Earlier Inc42 which first reported the development said that the 150 employees impacted worked at PrepLadder.

Chandigarh-based post-graduate medical entrance exam preparation platform PrepLadder was acquired by Unacademy for $50 million in 2020.

“The company is built on a culture of high performance and transparency, and a key aspect of that is the transparency and objectivity of our performance appraisal process.

Based on the outcome of the recent appraisal, a very small fraction of the workforce was put on a performance improvement programme, as is common for any organisation of our size and scale. The departure of these employees is a result of the PIP, which is a standard practice in all organizations,” the Unacademy spokesperson said.

“The company has in good faith ensured they receive generous severance and support.
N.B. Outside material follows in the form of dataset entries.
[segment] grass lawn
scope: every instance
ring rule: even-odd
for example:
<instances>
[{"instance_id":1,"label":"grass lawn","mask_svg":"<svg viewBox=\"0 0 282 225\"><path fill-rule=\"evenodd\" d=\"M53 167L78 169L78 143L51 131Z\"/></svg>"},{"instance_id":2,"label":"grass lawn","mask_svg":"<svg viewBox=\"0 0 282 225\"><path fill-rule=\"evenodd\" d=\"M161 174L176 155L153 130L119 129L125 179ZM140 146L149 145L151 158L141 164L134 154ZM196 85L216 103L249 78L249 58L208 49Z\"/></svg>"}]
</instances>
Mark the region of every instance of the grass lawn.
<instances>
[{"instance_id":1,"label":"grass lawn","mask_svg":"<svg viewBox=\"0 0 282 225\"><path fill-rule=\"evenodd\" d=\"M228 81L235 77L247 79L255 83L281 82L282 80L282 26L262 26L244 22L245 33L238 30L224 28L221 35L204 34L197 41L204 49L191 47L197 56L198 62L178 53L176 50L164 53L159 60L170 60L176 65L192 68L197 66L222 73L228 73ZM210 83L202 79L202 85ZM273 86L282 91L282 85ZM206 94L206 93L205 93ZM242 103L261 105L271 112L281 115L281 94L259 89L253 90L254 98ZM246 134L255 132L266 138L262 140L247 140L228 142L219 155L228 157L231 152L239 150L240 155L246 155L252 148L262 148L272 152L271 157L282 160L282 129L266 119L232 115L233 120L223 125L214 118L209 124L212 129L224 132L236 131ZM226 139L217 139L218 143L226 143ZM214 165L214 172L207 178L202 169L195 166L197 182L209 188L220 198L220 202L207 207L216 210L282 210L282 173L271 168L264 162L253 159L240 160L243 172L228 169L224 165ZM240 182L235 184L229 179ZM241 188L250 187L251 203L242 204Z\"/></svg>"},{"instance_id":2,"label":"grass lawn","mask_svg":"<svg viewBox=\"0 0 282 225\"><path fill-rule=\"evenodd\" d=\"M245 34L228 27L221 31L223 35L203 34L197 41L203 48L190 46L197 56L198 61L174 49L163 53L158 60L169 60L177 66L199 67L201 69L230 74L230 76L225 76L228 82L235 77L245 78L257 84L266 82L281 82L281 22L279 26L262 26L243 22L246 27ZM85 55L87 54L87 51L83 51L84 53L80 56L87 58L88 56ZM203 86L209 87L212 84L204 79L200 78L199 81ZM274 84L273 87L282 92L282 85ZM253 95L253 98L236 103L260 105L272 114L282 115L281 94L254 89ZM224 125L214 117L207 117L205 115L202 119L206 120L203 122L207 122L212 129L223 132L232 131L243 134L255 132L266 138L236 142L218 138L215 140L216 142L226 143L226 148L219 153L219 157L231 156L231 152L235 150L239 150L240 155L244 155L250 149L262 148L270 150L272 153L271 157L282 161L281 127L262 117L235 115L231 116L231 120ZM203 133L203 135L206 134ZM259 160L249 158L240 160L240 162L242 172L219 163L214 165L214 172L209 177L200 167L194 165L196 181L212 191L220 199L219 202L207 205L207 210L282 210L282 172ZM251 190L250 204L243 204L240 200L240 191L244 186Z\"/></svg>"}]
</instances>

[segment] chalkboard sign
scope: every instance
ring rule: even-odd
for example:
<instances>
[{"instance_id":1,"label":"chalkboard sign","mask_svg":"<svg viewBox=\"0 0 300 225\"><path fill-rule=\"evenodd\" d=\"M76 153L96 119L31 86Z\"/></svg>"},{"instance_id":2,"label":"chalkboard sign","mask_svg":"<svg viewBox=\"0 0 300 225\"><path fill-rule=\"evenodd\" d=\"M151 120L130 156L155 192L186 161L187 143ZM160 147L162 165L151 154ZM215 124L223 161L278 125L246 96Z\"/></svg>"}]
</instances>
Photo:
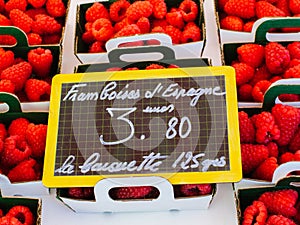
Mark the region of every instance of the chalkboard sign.
<instances>
[{"instance_id":1,"label":"chalkboard sign","mask_svg":"<svg viewBox=\"0 0 300 225\"><path fill-rule=\"evenodd\" d=\"M241 179L231 67L60 74L51 91L47 187L122 176Z\"/></svg>"}]
</instances>

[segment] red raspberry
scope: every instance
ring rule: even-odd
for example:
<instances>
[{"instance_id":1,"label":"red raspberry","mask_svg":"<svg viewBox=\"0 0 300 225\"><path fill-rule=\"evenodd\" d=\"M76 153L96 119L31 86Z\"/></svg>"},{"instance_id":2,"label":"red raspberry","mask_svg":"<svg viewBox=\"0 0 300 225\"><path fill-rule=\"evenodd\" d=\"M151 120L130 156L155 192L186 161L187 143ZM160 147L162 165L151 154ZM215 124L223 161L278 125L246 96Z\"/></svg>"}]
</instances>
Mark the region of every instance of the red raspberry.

We wish all of them the best of luck and thank them for all their efforts at Unacademy,” the spokesperson added.

In March, Unacademy had let go over 100 employees from its PrepLadder team amid “restructuring” of the organization.

In April, Unacademy laid off nearly 600 employees comprising nearly 10% of its workforce, VCCircle reported.

Unacademy is currently valued at $3.44 billion and counts global venture capital (VC) firms, including Sequoia Capital, Tiger Global Management and SoftBank, among others, as its backers.  

Last week, Unacademy has forayed into the offline learning space by rolling out its two coaching centres in Kota. Most of the edtech players are now building their offline presence across India amid a slowing down in the sector after two years of hypergrowth as Covid-19 curbs have eased and students started returning to physical classes.